Ownership of Data and Assets. All data, records, samples, vouchers and other original information obtained by foreign partners in the process of exploring, developing and producing offshore petroleum become the property of CNOOC as a state-owned oil company under PRC law. Through CNOOC, we have unlimited and unrestricted access to such information.
We and our foreign partners have joint ownership in all of the assets purchased, installed or constructed under the PSCs until either the foreign partners have fully recovered their development costs, or upon the expiration of the production period under the PSCs. After that, CNOOC will assume ownership of all of the assets under the PSCs, and our foreign partners and we retain the exclusive right to use the assets during the production period.
Abandonment Costs. Any party to our PSCs shall monthly pay the abandonment cost to the designated bank accounts managed by the operator and jointly owned by the parties in proportion to their participating interests in the development of such oil field and/or gas field in accordance with relevant laws, decrees, and other rules and regulations then existing with respect to the abandonment of offshore facilities of the PRC.
Regulatory Framework Overseas
We are subject to other fiscal regimes in the foreign countries and regions where we conduct operations, including Indonesia, Iraq, Australia, Nigeria, Uganda, Argentina, the United States, Canada, United Kingdom and certain other countries. See “Item 4—Information on the Company—Business Overview—Overseas.”

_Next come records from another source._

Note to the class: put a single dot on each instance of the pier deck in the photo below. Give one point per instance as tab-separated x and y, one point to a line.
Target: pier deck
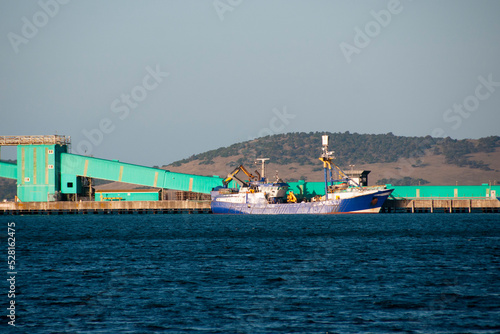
90	207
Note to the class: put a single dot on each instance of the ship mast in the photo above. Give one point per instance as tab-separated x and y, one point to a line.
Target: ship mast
326	157
263	168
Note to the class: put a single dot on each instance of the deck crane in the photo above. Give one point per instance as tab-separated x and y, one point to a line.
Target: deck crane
233	174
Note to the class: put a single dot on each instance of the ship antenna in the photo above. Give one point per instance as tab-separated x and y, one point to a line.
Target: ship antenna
263	168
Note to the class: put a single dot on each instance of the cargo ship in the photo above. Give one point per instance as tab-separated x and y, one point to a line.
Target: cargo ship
259	196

In countries including Indonesia, Nigeria, Trinidad and Tobago and certain other countries, we conduct our operations through PSCs. For example, the OML130 block in Nigeria involves a production sharing arrangement. We and the other partners to overseas PSCs are required to bear all exploration, development and operating costs according to our respective participating interests. Exploration, development and operating costs which qualify for recovery can be recovered according to the production sharing formula after commercial discoveries are made and production begins.
Our net interest in the PSCs overseas consists of our participating interest in the properties covered under the relevant PSCs, less oil and gas distributed to the local government and/or the domestic market obligation, as applicable.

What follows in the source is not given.